Les manifestants veulent donc réitérer cet exploit et forcer le pouvoir militaire à donner les rênes du pays aux civils.
Comme à chaque appel à manifester, internet et le téléphone ont été inaccessibles toute la journée avant d'être de nouveau rétablis en partie en soirée alors que certains cortèges s'éparpillaient, tandis que les grands axes étaient quadrillés par les forces de sécurité, ont constaté des journalistes de l'AFP.
Outre Khartoum et ses banlieues, des manifestants ont aussi manifesté à Wad Madani (sud), au Darfour (ouest) et dans plusieurs villes de l'Est côtier, ont rapporté des témoins.
Avant les manifestations, l'émissaire de l'ONU Volker Perthes avait martelé que "la violence doit cesser" et plusieurs ambassades avaient réclamé que "plus aucune vie ne soit perdue".
Mais les capitales étrangères peinent à faire pression sur des généraux qui sont au pouvoir au Soudan quasiment sans interruption depuis l'indépendance en 1956.
Le 25 octobre 2021, quand le chef de l'armée, le général Burhane, a brutalement mis fin au fragile partage du pouvoir en faisant arrêter ses partenaires civils, la communauté internationale a coupé son aide --40% du budget du Soudan.
Ces sanctions financières n'ont pas fait plier le général mais ont fait plonger l'économie: la livre soudanaise s'est effondrée et l'inflation dépasse tous les mois les 200%.
Pire encore, le spectre de la famine se profile: un tiers des 45 millions de Soudanais souffrent d'"insécurité alimentaire aiguë", potentiellement mortelle, et d'ici septembre, ce chiffre devrait atteindre selon l'ONU 50%.
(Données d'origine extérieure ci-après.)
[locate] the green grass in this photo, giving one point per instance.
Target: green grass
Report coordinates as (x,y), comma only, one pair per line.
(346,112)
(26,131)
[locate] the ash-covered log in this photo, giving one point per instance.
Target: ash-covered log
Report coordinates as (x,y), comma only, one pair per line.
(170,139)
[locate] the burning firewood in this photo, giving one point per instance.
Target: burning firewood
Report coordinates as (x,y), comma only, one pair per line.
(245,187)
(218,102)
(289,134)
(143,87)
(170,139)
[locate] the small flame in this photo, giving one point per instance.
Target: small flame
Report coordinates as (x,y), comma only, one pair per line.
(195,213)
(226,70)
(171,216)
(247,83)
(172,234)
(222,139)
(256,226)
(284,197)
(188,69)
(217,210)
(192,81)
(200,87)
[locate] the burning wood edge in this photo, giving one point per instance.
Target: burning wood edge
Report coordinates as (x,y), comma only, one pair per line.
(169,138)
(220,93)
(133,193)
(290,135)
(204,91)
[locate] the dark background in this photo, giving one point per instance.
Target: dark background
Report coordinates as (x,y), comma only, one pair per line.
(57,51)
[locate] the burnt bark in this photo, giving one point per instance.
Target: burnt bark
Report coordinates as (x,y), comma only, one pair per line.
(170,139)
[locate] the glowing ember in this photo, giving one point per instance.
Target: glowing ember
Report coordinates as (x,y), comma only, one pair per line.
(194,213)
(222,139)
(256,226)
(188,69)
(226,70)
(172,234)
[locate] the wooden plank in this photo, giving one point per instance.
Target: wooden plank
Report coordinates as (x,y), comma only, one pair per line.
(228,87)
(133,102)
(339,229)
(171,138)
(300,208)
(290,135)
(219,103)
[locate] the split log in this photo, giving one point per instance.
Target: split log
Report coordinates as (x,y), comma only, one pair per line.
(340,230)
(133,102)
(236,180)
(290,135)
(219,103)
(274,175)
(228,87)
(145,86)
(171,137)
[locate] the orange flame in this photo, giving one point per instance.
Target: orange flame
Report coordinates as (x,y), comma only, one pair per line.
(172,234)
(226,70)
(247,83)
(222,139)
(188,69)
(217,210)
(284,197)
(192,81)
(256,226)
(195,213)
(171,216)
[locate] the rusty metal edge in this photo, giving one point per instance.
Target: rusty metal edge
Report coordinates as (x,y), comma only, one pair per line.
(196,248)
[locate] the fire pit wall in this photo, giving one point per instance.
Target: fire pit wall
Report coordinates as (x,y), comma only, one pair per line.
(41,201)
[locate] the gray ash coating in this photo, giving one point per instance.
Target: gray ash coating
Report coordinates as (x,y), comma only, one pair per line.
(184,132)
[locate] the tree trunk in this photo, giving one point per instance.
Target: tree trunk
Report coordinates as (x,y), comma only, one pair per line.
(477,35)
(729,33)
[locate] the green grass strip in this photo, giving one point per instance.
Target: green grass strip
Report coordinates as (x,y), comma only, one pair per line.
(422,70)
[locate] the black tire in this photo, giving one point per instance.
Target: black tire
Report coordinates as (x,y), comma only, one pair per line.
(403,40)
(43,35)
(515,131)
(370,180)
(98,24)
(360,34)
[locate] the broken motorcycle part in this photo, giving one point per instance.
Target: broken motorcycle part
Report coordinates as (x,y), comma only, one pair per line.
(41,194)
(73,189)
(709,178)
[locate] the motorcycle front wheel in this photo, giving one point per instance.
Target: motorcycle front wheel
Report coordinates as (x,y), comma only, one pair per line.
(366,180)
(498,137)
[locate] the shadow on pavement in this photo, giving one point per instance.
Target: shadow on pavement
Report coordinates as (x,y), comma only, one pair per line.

Début juin déjà, l'ONG Save the Children annonçait le décès lié à la faim de deux enfants.
En outre, la spirale des violences dans le pays en guerre depuis des décennies a repris son cycle infernal: au Darfour, des centaines de personnes sont mortes dans des affrontements pour la terre et l'eau et la répression des manifestations fait chaque semaine des morts ou des blessés.
Malgré les pressions étrangères, les FLC, colonne vertébrale du gouvernement limogé lors du putsch, refusent de rejoindre le "dialogue national" proposé par l'armée et l'ONU.
Elles posent comme condition préalable à toute discussion le retour au partage du pouvoir entre civils et militaires qui, outre la politique, dominent largement l'économie du pays, riche en or et en ressources naturelles.